Un an quasiment jour pour jour après sa disparition, Sony nous gratifie d’un double CD consacré à Montserrat Caballé. Très belle initiative que les aficionados attendaient. Titre bien pensé et un brin racoleur, jolie pochette kitsch seyante et plutôt bienvenue, tout nous redit dans l’iconographie et l’intitulé du collector combien Caballé était d’un autre monde, d’un autre temps, de celui où être diva c’était être déesse, inaccessible, intouchable, que l’on adule, que l’on vénère sans condition, que l’on conserve dans son trésor personnel et que l’on veut croire immortelle. Nous avions cru Caballé immortelle jusqu’à ce fatal mois d’octobre 2018 ; nous avions alors voulu retenir le meilleur de sa carrière, le plus beau, l’indicible de ses apparitions et de ses gravures. De ses apparitions sur scène surtout avec cette posture impensable aujourd’hui, immobile, statuaire, à ne s’occuper que de son chant qui seul lui importait, son velours si envoûtant, ses piani aériens à se damner, ce souffle incommensurable, avec ses seuls bras comme esquisse d’un semblant de jeu scénique. Et rien par ailleurs, rien pour les autres, une diva disions-nous. Et nous avions oublié, ou nous n’avions pas voulu voir et entendre tout le reste, les prises de rôles douteuses, l’incapacité à prononcer d’autres langues (le français surtout) que l’italien et l’espagnol bien sûr, les notes omises, les engagements tardifs et inutiles.

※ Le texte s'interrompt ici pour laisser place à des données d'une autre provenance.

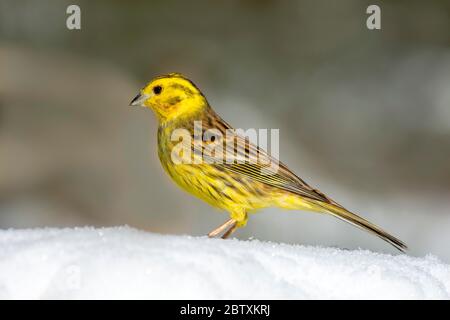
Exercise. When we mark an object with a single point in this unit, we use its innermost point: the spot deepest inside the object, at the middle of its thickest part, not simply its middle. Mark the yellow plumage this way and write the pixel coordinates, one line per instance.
(239, 188)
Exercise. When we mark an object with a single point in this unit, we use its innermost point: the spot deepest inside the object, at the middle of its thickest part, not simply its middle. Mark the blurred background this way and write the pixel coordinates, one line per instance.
(363, 115)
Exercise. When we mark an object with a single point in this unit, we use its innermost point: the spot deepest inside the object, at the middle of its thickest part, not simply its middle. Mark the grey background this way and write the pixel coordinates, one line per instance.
(363, 115)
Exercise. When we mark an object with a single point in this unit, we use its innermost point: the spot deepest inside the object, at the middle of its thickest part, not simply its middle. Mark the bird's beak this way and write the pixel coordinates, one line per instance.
(139, 100)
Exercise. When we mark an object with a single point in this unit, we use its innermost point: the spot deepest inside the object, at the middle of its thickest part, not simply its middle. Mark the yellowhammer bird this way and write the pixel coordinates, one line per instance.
(235, 186)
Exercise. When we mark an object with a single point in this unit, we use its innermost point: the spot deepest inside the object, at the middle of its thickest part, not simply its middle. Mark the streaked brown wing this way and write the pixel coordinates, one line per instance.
(283, 178)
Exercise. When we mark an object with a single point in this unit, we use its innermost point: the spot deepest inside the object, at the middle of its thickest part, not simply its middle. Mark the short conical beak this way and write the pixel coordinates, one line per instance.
(139, 100)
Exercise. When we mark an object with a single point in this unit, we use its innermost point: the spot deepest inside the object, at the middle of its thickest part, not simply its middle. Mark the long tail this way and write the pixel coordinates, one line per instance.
(362, 223)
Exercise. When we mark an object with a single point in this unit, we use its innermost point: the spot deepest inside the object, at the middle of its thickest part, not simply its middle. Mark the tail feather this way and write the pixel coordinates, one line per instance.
(347, 216)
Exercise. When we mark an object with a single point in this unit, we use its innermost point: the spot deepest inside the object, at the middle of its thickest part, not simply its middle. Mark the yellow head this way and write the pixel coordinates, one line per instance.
(171, 96)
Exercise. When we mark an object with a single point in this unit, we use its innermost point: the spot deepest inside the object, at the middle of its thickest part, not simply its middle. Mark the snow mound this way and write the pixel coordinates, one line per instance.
(126, 263)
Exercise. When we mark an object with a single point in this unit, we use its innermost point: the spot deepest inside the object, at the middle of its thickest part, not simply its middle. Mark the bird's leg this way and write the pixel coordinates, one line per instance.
(230, 231)
(219, 229)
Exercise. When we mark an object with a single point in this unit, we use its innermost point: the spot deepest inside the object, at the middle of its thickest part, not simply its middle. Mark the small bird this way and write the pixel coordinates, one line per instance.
(235, 186)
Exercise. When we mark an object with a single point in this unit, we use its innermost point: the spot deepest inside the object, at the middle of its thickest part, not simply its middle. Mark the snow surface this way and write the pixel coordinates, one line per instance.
(123, 262)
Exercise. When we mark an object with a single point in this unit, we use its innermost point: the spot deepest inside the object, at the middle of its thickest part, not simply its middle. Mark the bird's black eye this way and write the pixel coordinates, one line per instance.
(157, 89)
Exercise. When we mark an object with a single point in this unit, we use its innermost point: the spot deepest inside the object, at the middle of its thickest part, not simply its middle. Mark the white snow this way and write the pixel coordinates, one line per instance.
(123, 262)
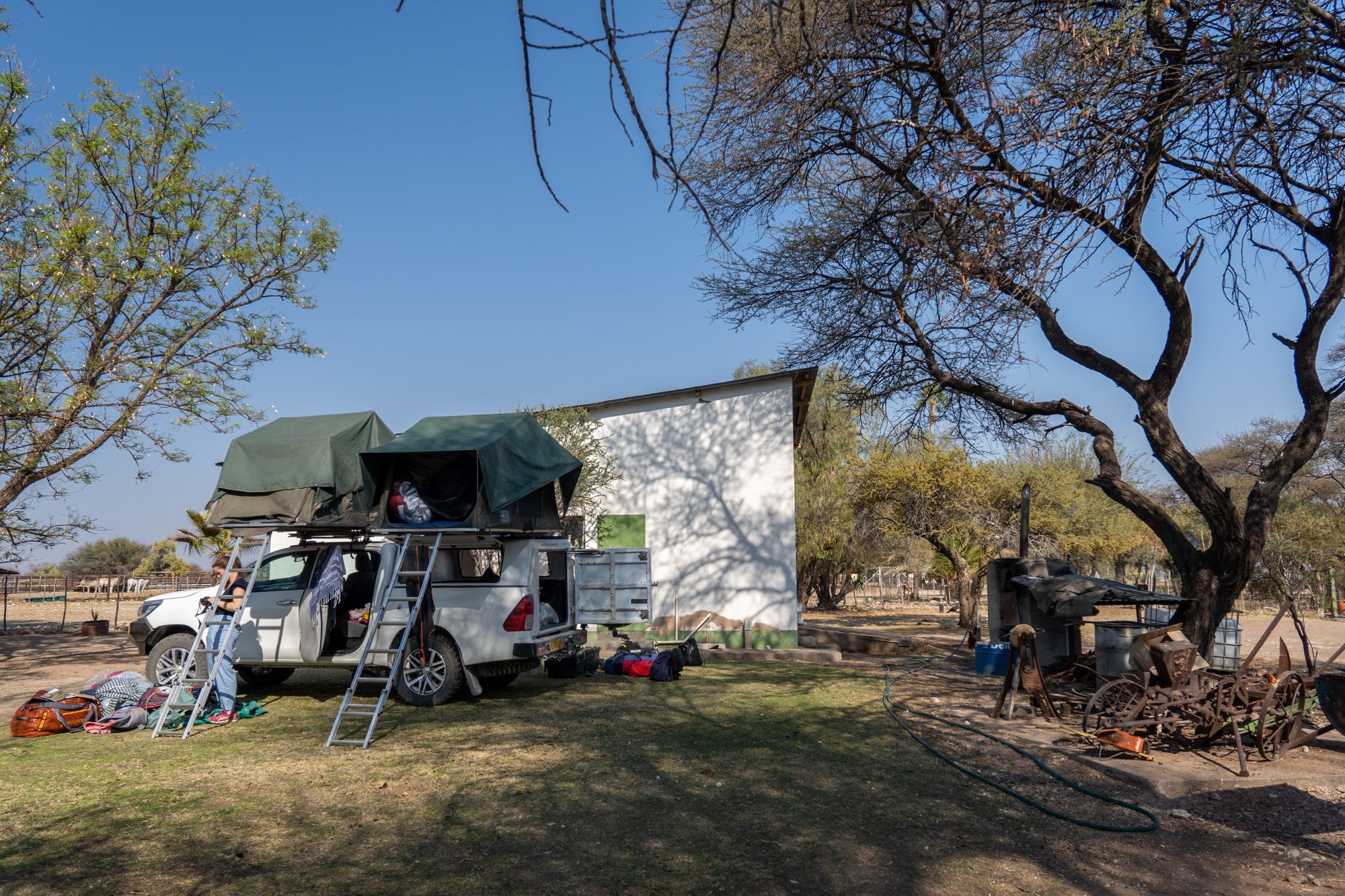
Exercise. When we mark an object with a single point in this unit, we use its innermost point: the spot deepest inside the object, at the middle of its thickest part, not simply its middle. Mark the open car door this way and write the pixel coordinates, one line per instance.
(270, 630)
(613, 585)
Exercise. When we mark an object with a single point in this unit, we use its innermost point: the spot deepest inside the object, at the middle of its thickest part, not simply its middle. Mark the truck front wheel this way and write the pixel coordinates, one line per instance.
(431, 673)
(259, 677)
(167, 658)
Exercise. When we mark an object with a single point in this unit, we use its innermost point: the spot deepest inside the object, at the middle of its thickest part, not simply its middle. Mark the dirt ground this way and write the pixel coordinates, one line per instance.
(926, 620)
(32, 662)
(1280, 831)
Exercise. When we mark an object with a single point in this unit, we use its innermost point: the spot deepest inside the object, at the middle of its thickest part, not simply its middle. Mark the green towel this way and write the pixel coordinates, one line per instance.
(180, 716)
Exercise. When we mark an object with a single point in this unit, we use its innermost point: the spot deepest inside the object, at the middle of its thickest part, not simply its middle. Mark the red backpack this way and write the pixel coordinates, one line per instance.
(44, 716)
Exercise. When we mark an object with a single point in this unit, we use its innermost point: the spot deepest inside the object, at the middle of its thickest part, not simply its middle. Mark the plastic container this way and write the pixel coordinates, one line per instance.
(1112, 643)
(1229, 637)
(993, 659)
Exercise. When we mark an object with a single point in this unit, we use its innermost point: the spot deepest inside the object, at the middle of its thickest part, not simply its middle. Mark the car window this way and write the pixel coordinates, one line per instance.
(286, 572)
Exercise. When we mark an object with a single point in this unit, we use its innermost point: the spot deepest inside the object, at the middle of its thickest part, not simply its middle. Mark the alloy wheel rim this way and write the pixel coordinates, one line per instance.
(171, 663)
(426, 676)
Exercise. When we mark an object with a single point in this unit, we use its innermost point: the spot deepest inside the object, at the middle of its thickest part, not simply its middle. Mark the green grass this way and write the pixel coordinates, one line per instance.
(743, 776)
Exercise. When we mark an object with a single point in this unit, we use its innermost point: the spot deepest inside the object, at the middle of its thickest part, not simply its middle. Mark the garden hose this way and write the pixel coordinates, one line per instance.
(895, 709)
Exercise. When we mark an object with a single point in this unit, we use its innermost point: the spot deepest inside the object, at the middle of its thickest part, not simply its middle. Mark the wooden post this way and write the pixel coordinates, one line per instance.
(1024, 518)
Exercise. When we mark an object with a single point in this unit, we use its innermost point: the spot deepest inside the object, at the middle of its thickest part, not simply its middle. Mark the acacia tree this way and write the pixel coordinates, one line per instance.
(1073, 518)
(933, 490)
(1307, 542)
(138, 288)
(837, 536)
(913, 184)
(106, 556)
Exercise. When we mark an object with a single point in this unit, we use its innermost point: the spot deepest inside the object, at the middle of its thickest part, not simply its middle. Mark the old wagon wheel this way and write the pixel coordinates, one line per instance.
(1118, 701)
(1281, 717)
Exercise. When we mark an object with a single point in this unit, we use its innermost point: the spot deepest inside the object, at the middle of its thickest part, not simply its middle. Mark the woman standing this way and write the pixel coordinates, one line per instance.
(227, 681)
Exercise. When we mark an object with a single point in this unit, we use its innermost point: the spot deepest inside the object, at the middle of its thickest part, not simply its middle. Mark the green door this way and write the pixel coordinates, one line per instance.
(621, 530)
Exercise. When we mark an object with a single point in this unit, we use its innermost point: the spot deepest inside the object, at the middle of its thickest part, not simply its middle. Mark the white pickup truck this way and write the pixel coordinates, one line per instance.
(502, 606)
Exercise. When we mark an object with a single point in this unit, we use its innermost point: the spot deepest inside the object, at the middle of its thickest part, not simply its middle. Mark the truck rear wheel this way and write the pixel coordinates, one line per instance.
(430, 676)
(167, 658)
(260, 677)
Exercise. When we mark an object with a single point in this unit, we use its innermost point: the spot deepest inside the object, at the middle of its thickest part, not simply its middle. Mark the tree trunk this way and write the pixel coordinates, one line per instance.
(825, 587)
(964, 594)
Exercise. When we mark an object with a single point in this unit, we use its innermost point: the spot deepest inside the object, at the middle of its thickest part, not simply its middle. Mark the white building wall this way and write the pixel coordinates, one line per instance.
(714, 477)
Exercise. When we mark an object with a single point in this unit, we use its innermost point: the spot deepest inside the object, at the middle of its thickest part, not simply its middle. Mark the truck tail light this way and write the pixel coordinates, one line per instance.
(521, 618)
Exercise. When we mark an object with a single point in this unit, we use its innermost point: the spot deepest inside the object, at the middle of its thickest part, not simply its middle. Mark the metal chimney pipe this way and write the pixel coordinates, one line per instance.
(1024, 513)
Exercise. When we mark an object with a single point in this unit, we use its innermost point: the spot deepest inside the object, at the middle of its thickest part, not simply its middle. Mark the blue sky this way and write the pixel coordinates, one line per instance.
(461, 287)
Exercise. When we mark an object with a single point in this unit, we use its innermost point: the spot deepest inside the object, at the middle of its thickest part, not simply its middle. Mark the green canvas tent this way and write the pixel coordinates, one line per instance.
(486, 471)
(299, 471)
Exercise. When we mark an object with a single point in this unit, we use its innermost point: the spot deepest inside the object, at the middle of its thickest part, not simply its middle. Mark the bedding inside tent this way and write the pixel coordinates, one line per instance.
(490, 473)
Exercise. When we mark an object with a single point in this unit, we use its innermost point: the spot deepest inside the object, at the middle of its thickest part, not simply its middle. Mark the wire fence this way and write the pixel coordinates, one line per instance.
(57, 603)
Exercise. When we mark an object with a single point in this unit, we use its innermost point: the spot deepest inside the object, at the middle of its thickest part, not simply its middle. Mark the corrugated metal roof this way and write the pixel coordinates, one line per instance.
(804, 381)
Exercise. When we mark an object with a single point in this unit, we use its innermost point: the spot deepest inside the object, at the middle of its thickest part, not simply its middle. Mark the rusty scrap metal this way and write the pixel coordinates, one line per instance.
(1024, 674)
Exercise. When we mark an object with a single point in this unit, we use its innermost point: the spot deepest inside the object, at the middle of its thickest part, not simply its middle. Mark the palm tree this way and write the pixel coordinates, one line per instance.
(202, 538)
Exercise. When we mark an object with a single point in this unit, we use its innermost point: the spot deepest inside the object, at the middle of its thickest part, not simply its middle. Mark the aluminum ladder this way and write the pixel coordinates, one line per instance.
(190, 673)
(372, 710)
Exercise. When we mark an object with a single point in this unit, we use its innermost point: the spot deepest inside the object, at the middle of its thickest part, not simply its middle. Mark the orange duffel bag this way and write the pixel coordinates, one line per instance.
(44, 716)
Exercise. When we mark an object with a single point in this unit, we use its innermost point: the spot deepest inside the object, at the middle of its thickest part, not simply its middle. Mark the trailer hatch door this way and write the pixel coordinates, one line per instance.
(613, 585)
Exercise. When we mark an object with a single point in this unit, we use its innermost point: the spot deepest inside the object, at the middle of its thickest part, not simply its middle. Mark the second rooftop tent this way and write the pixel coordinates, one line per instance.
(299, 473)
(488, 473)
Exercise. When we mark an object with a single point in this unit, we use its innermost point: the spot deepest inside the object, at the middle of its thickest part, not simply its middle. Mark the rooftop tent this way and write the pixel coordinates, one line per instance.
(299, 471)
(485, 471)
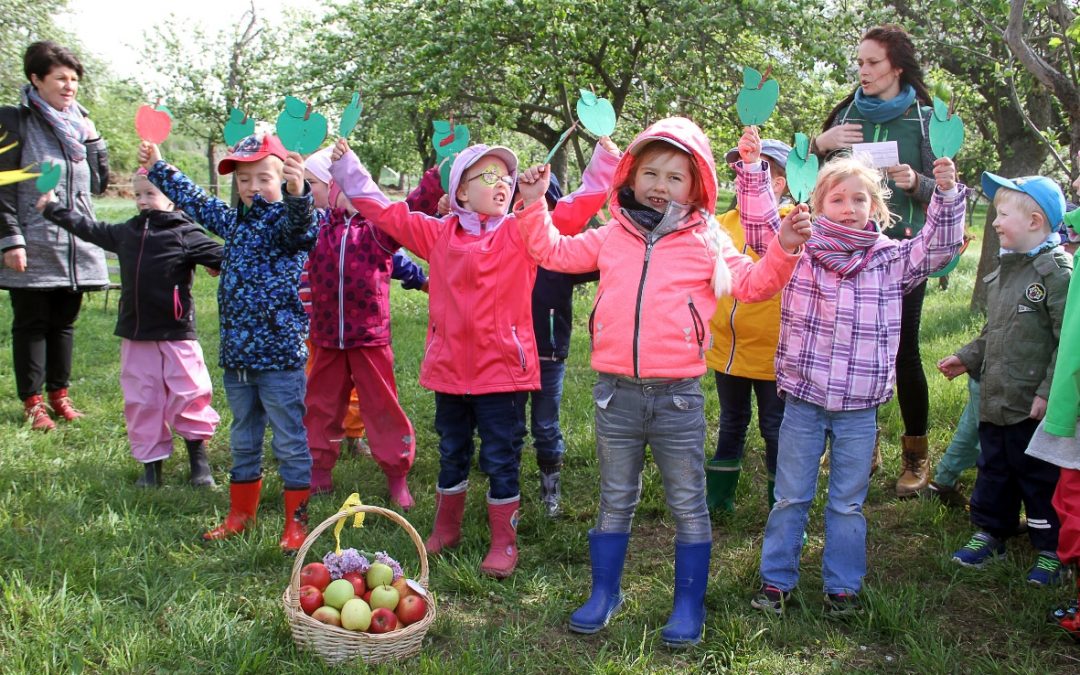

Alors fallait-il, dans l’exercice de l’hommage à une « diva éternelle », puisque c’est bien cela qu’on nous annonce, que Sony nous propose aussi inconsidérément une image sonore qui ne corresponde pas à celle que la postérité devra retenir ? Est-ce pour faire œuvre d’objectivité artistique que cette compilation a vu le jour, ou ne s’agit-il que d’une sélection aléatoire, sortie – et selon quel critère ?– d’un catalogue d’une richesse pourtant insondable et dont on aurait extrait, ici et là et sans les ordonner de façon intelligible, quelques pépites égarées au milieu de pièces enregistrées sur le tard et qui n’ajoutent rien à sa renommée ou d’autres encore qu’il était inutile de dépoussiérer ?
Alors nous ne verrons que le meilleur c’est-à-dire les grands rôles qui ont fait sa gloire : la réentendre dans Violetta, Norma, Adriana, dans la trilogie Tudor (Anna et Elisabetta plutôt que Maria), mais aussi dans Lucrezia, dans Lauretta (Gianni Schicchi) et peut-être surtout dans la Leonora du Trovatore , qui est un délice de fin gourmet. Car tout y est, la musicalité, le legato, la puissance, les notes aériennes d’une légèreté évanescente et cette tenue de la note ; tout y est de ce qui a fait de la Caballé la Superba.
Et puis il y a le reste sur lequel nul ne sera besoin de s’appesantir. Quelques canzone charmantes (« Hijo de la Luna ») perdues au milieu d’autres bien moins nécessaires. Et quelques souffrances aussi quand le français est écorché vif (Dalila, Carmen, Chimène, Louise) et l’anglais logé à peu près à la même enseigne (Christine dans The Phantom of the Opera).
Et enfin il y a tout ce qu’on ne retrouve pas et qu’on aurait tant aimé réentendre, toutes ces pierres, précieuses entre toutes, qui ont façonné le piédestal sur lequel la statue demeurera à jamais. Son cœur de métier d’abord : on aurait voulu retrouver sa Liu évanescente (Mehta 1974), son Elvira des Puritani (Muti 1980) malgré toutes les notes manquantes, sa Tosca impérieuse (Davis 1976). On aurait aussi aimé retrouver quelques raretés : Elisabetta de Elisabetta Regina d’Inghilterra (Masini 1976) et son duo magique avec Carreras, sa première Margherita de Mefistofele (Rudel 1974): et d’autres rôles moins attendus mais où elle fit merveille : une Salomé (Leinsdorf 1969), avec une scène finale insurpassable de folie, ou une Fiordiligi (Davis 1974) doucereuse à souhait, pour ne citer que quelques-uns de ses grands rôles marquants et manquant ici à l’appel.
Un rendez-vous amoureux au goût doux-amer donc. Mais l’amour est patient et nous osons espérer qu’il y aura mieux un jour.